Analyzing Binary Size Bloat in Tock

June 10th 2024 by Folkert de Vries

This article is cross-posted from Tweede Golf’s blog

Tock is a powerful and secure embedded operating system. While Tock was designed with resource constraints in mind, years of additional features, generalizing to more platforms, and security improvements have brought resource, and in particular, code size bloat.

A lot of code-size bloat. In 2018, when Tock was first released, a minimal kernel required ~7KB for code. Today, the default build for most platforms is easily over 100KB. This is a big problem for resource-sensitive applications–where a platform may only have a couple 100KB of executable flash or must execute from memory.

We (Folkert and Dion from Tweeded Golf) recently worked on a project that explores where all of this extra code size is spent, how much of it is fundamental to the design of Tock, and how Tock could adapt to support more platforms with stricter code size constraints.

Baseline

Let’s first establish a baseline. We pick the NRF52840DK, a development board for the popular NRF52840 from Nordic Semiconductors. It is one of the main development boards in the Tock community and is pretty representative of many embedded applications. It helps that we also happened to have a few lying around. Our exploration is based off of a recent tip-version of Tock (commit 41aafdca37e6961af3ae19742edcdf40cd8e8d1a). The total size of the kernel for this version is

$ cd boards/nordic/nrf52840dk/
$ make
   text	   data	    bss	    dec	    hex	filename
 196610	     36	  34464	 231110	  386c6	...
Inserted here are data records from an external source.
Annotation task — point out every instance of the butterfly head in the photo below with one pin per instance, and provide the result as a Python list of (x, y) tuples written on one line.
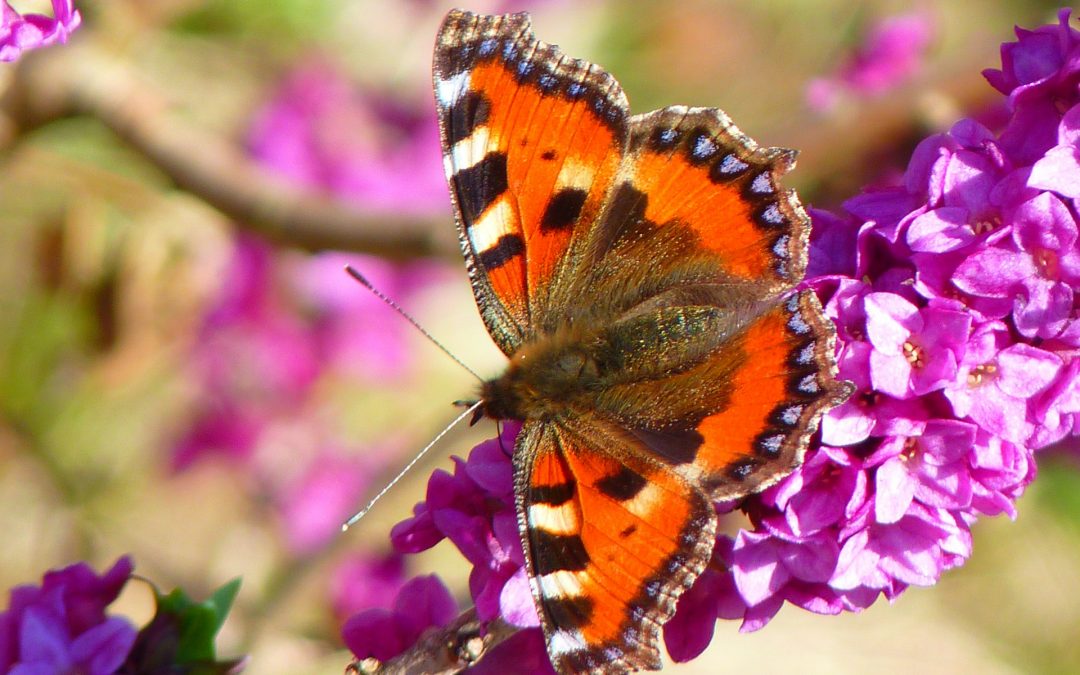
[(544, 379)]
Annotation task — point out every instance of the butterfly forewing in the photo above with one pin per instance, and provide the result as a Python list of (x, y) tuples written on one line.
[(531, 140), (640, 273)]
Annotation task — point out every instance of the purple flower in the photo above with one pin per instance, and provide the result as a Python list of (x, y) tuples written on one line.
[(62, 625), (385, 633), (997, 379), (892, 53), (1060, 169), (322, 131), (930, 466), (366, 582), (913, 551), (915, 351), (474, 509), (1041, 63), (1039, 270), (19, 32), (763, 563), (824, 491)]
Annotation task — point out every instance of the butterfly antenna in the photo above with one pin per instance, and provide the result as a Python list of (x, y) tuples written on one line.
[(363, 281), (352, 521)]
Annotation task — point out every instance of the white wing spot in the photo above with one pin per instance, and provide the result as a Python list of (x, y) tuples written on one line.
[(471, 150), (565, 642)]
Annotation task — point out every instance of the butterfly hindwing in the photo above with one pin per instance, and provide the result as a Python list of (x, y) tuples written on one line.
[(612, 538), (642, 273), (531, 140)]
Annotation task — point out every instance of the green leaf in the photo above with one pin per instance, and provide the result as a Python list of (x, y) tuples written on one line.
[(199, 622)]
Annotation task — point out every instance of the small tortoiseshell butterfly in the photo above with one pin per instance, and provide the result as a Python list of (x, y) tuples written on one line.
[(640, 274)]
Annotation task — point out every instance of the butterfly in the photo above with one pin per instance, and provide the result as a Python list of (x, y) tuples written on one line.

The text section (where executable code lives) is almost 200kb! That’s a lot…

A Stripped-Down Board

OK, most of that 200KB is from peripheral drivers, including a full 6lowpan/802.15.4 stack, Bluetooth, as well as a number of subsystems for debugging, like a process console. Because Tock separates the kernel from applications, which can be loaded dynamically, the drivers a board configures are compiled in regardless of whether any application actually ever uses them.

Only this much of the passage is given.